Role of in-service stress and strain fields on the hydrogen embrittlement of the pressure vessel constituent materials in a pressurized water reactor

The in-service brittle fracture of a structural component of a nuclear power plant (NPP) is a problem of major concern in engineering. During nuclear energy generation, the wall of the nuclear reactor pressure vessel (RPV) is exposed to a hydrogenating environment leading to a fracture phenomenon known as hydrogen embrittlement (HE). This in-service failure is ruled by hydrogen diffusion from the hydrogenating source (the inner side of the RPV) towards certain places inside the vessel where hydrogen is accumulated and microstructural damage is located. The diffusion process is highly influenced by the stress and plastic strain distributions.

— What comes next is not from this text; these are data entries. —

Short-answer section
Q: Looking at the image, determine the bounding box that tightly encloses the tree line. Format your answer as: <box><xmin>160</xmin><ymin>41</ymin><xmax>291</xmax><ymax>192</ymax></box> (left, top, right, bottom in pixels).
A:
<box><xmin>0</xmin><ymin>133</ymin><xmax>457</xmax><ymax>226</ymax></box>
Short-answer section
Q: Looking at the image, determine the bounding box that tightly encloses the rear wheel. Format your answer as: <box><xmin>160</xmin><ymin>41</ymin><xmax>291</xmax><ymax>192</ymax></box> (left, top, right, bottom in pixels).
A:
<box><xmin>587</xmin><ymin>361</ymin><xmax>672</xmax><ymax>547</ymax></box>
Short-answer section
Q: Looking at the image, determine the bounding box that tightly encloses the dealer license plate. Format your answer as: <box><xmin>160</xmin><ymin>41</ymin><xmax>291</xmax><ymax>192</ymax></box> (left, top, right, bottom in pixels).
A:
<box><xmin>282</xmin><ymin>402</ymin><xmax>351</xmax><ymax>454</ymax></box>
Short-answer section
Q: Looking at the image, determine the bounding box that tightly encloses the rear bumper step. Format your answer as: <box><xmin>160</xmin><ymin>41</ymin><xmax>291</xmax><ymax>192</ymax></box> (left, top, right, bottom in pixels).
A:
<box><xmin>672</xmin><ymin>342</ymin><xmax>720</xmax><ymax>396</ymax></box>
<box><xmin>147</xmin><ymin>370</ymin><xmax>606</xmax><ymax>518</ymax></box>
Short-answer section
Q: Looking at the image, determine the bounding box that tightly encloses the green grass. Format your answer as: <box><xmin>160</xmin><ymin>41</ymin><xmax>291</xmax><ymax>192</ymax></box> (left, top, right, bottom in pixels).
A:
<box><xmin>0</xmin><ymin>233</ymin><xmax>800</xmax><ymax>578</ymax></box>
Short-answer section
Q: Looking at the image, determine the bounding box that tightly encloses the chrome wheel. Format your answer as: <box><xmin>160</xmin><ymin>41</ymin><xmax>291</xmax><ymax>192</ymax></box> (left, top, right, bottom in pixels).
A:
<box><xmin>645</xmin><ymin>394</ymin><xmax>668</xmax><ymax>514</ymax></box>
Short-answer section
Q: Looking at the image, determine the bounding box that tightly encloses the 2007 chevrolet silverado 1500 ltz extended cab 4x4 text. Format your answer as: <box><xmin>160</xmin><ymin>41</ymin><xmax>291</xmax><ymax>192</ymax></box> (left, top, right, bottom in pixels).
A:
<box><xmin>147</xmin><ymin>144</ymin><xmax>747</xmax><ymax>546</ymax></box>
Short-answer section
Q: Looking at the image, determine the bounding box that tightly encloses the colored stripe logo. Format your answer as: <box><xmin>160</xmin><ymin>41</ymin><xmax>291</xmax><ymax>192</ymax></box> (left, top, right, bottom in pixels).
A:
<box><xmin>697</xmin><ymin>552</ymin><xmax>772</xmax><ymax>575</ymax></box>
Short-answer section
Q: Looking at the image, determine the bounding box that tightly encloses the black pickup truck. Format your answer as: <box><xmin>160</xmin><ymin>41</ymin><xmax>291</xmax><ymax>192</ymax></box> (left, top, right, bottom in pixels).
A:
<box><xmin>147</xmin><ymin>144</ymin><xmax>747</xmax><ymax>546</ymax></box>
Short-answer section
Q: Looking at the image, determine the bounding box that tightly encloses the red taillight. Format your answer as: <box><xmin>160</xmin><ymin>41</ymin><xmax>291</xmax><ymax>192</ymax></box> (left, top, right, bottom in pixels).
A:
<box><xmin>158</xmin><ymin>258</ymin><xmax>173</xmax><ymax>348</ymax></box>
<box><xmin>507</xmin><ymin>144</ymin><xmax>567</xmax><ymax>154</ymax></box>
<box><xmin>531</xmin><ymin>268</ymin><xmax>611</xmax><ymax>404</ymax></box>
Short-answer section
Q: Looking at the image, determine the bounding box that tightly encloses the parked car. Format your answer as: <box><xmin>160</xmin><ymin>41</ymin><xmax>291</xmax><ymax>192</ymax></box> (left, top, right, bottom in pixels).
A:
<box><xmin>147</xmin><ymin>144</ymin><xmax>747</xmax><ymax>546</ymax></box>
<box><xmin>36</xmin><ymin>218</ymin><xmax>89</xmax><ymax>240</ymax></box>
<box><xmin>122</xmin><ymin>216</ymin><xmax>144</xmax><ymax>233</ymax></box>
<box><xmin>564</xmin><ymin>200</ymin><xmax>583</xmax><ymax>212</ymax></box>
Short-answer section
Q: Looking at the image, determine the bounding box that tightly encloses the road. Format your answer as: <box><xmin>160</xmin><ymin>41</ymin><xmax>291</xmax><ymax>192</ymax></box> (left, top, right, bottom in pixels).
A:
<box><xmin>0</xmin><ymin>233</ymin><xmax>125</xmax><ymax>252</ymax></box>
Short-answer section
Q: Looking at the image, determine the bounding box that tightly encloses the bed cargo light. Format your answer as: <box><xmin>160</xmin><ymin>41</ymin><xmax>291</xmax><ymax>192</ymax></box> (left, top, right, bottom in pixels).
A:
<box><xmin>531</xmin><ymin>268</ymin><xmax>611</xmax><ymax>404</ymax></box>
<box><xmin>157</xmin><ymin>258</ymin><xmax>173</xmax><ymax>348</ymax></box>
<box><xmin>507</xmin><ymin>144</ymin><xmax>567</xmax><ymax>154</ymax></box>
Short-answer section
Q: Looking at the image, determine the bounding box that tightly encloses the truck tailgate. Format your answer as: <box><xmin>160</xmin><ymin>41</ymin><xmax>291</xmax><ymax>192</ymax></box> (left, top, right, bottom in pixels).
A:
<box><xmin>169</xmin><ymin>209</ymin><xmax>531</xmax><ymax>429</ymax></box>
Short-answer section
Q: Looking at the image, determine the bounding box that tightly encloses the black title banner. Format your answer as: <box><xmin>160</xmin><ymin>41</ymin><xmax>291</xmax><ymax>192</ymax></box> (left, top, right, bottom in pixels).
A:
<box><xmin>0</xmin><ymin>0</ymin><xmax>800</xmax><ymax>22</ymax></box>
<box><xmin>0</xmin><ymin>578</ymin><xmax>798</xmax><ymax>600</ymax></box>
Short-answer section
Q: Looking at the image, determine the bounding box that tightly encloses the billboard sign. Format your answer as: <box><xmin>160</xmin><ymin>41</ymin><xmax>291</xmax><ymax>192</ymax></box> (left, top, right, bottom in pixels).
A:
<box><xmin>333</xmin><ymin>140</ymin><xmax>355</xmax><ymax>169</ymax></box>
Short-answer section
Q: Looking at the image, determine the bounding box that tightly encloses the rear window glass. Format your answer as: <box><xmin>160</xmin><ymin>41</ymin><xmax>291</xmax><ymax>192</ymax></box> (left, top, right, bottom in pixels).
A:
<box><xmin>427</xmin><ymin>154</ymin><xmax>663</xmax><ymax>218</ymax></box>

For achieving a realistic estimation of the hydrogen accumulation by diffusion, both the in-service thermal stress and the manufacturing induced residual stress and strain (due to tempering heat treatment) must be taken into account. In this paper, a numerical analysis of the hydrogen diffusion assisted by stress and strain is carried out to find out the hydrogen accumulation within the wall of a real pressurized water reactor (PWR) for diverse heat treatment conditions. Results reveal the key role of the in-service thermal stress which enhances the hydrogen diffusion through the constituents' materials of a PWR pressure vessel.